Bomb experts from Scotland Yard had come down to talk to him and the Myringham man had been back. Wexford had wanted to know what they were doing to protect Sheila and they had given him plenty of sturdy reassurance, only he wasn’t reassured. He knew he wouldn’t have felt so frightened if Sheila had been living with her husband, though that was illogical enough. If anyone had told him he would actually be glad to hear that his daughter was living with a man while married to someone else, he wouldn’t have believed them. But that was how he felt now. It would comfort him to know that Sheila had that man Ned, whoever he might be, around night and day. What would comfort him most, of course, was what his son-in-law Neil advocated.
‘Get her to stop doing acts of criminal damage.
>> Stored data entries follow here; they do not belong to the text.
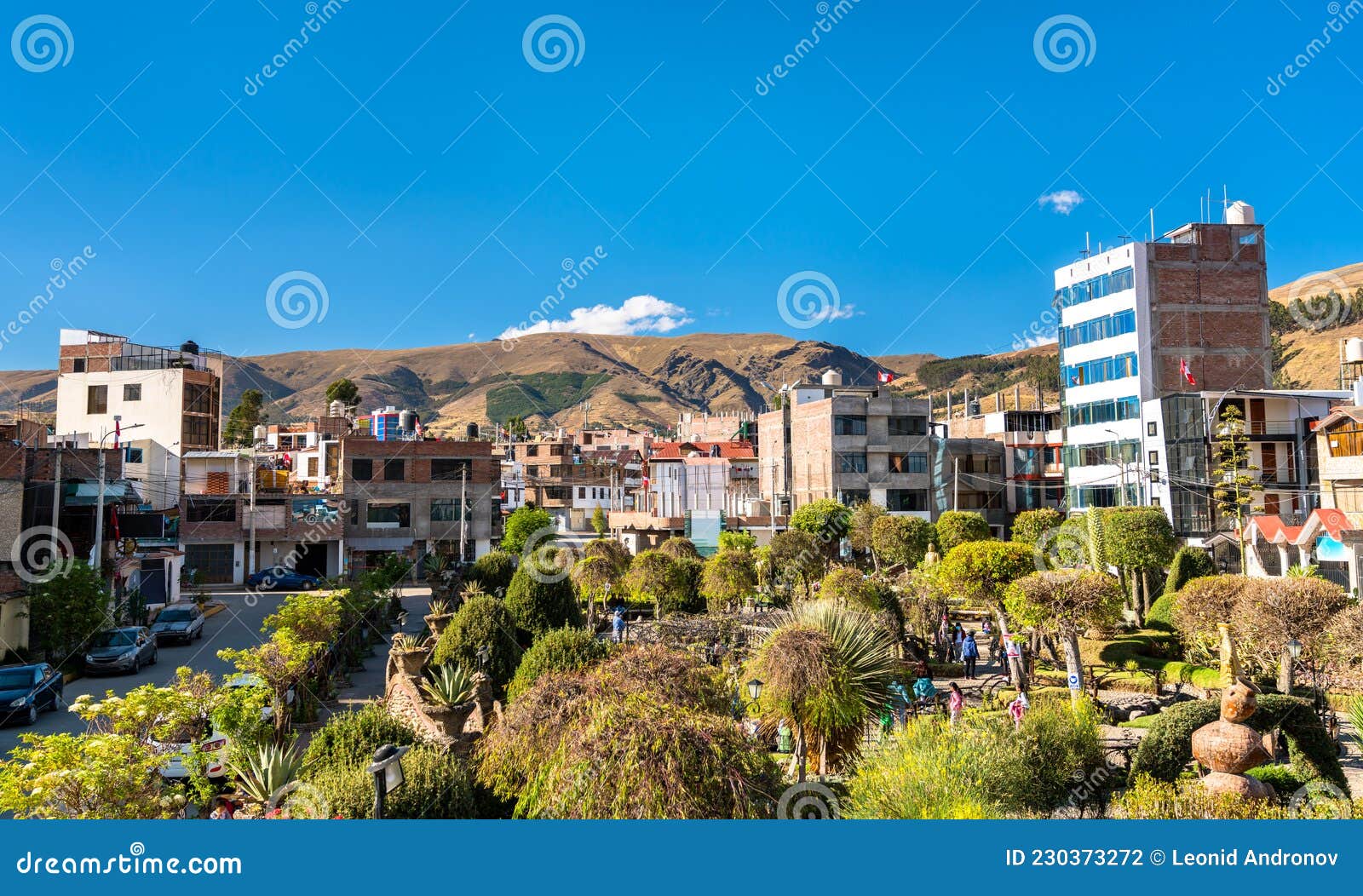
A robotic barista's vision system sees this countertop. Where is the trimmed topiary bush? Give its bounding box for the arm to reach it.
[1131,694,1349,792]
[506,552,582,644]
[507,628,611,700]
[465,550,515,594]
[431,594,520,686]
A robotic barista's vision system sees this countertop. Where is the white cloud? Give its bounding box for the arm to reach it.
[1036,189,1084,215]
[497,296,691,339]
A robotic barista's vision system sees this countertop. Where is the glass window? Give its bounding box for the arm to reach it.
[86,385,109,414]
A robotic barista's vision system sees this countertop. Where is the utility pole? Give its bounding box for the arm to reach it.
[459,466,469,564]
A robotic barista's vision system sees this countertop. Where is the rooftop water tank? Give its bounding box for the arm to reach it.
[1225,200,1254,223]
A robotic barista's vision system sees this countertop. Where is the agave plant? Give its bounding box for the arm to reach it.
[421,663,473,707]
[391,632,425,653]
[227,744,304,803]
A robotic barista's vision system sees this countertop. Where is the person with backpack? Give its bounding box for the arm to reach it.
[961,632,980,678]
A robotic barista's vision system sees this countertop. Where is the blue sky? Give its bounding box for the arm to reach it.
[0,0,1363,369]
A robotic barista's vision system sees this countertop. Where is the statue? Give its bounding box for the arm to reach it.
[1193,623,1273,799]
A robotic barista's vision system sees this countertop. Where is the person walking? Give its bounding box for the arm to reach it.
[961,632,980,678]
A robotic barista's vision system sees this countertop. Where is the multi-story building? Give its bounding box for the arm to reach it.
[1055,203,1273,535]
[56,330,222,508]
[758,370,943,519]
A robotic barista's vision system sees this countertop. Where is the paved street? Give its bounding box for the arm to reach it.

Take away her wire-cutters, or better still get her to make a public statement of guilt and her intention not to do it again.’
Surprisingly, it was Dora who countered, ‘Would you have much respect for her if she did a thing like that?’
‘Being alive’s more important than respect, I should say.’
‘Of course she won’t do that,’ Wexford had said. He was almost cross. ‘She can’t deny her principles, can she? She doesn’t think she’s guilty; she thinks the law’s wrong - the law itself is guilty, if you like.’
Sylvia looked askance. ‘Rather a strange commentary from a policeman, surely, Dad?’
He hadn’t said any more. Apart from finding some way out of this anxiety, of making Sheila safe, he wanted more than anything to avoid a flaming row with Sylvia and Neil. The Chief Constable had said something to him on the phone yesterday about the loan of a police house until his own was repaired - well, largely rebuilt, and at the pace at which builders worked nowadays that would be a year hence.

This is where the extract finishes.